In light of the upcoming lawsuit (Americans for Safe Access v. DEA, to begin oral arguments this October), a review the federal government’s position on the medical use of marijuana is in order.  The DEA may not want to admit it, but the federal government already has. Cannabis and cannabis-derived compounds do have medical uses.  The federal government has acknowledged this in the programs they administer, in the results of their research, and in their official policy.  
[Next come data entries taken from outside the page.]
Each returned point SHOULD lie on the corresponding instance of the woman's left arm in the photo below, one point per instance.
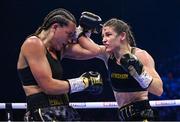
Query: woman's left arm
(156, 87)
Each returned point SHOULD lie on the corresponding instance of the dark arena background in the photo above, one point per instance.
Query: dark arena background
(156, 27)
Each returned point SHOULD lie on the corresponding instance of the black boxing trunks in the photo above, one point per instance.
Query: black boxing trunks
(55, 113)
(42, 107)
(137, 111)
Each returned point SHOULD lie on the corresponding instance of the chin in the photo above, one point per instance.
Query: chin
(108, 50)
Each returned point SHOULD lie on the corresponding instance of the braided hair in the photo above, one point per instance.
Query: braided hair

With respect to federal programs, the Compassionate Investigational New Drug  (IND) program is a federal program administered by the National Institute on Drug Abuse.  It has been providing patients with FDA-approved marijuana since 1976.  In fact, this program was started in response to a lawsuit (Randall v. US) that the government lost.  In that decision, marijuana was deemed a medical necessity, and criminal charges were dropped.  (I’m not sure why this decision doesn’t apply to anyone today, but that’s another story.)  Since then, a small group of individuals have continued to this day to receive medicinal marijuana, grown on the only farm licensed by the federal government.  But wait, you might say, this is a research program, and the feds have always encouraged medical marijuana research.  Not that I’d say something like that, but someone might suggest that a research program is not necessarily an admission that marijuana has medical uses.  And that would be true.  But the IND program is NOT about research.  I would ask any naysayers to point me to one published study done on any of the participants of the IND medical marijuana program over the last 35 years.  And if they’re not doing research, the federal government must believe that marijuana is useful in treating these people’s various conditions.  Otherwise, the federal government would just be trafficking in a controlled substance.  And we know they’d never do that.
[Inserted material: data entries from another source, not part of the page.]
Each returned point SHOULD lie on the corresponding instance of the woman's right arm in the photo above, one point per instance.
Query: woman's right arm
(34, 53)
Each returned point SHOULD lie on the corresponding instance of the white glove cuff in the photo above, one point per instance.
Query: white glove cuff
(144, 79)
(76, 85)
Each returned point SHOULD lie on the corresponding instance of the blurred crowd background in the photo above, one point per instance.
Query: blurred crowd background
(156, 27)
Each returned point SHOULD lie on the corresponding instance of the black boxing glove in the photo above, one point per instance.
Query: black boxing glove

When it comes to research, I won’t even mention the MANY government-sponsored research programs that have found evidence to support the use of marijuana for the treatment of a variety of conditions.  In science (and in the DEA), results can always be disputed.  I’m talking about US Patent 6630507 - Cannabinoids as antioxidants and neuroprotectants. The assignee of that patent is The United States of America as represented by the Department of Health and Human Services. What this patent means is that the research has been done, and the results are conclusive enough to warrant a patent. (I didn’t even know the government could hold patents.  I always thought the results of research paid for by tax dollars was in the public domain.  Shows how much I know.)  Granted, this patent is not on raw marijuana, but on compounds derived from marijuana.  Still, how could the federal government have a patent on something that it claims doesn’t exist, like medical uses for marijuana?  Therefore, the very existence of this patent is an acknowledgment by the federal government that marijuana has some very clearly-defined medical applications.
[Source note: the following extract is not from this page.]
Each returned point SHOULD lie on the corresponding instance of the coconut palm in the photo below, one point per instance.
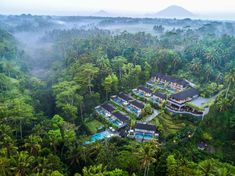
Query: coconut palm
(196, 65)
(147, 154)
(230, 80)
Finally, the federal government has established a formal policy with respect to the medicinal use of marijuana. Just recently (July 2012), the Department of Veterans Affairs officially announced that it will allow patients treated at its hospitals and clinics to use medical marijuana in states where it’s legal.  Again, this is not a research program.  The DVA is saying they will allow patients to use marijuana as part of their treatment regimens.  If marijuana cannot be used safely as a medical treatment, as its Schedule 1 classification suggests, why would the DVA be subjecting our vets to such danger?  They wouldn’t, of course.  So this must be yet another acknowledgment by the federal government that marijuana has medical uses that are not inconsistent with the medical care provided by the DVA.

There are other examples of the federal government’s acknowledgment that marijuana has medical uses, like Congress explicitly allowing Washington, DC to implement a medical marijuana program.  But I believe these three are the most compelling.  So it would appear that the DEA is one of the few holdouts in the federal government, along with the NIDA, the Drug Czar, a few overzealous prosecutors, and of course the president.  So my question is, why is it the DEA that represents the federal government with respect to medical marijuana when they are clearly in the minority amongst their federal peers?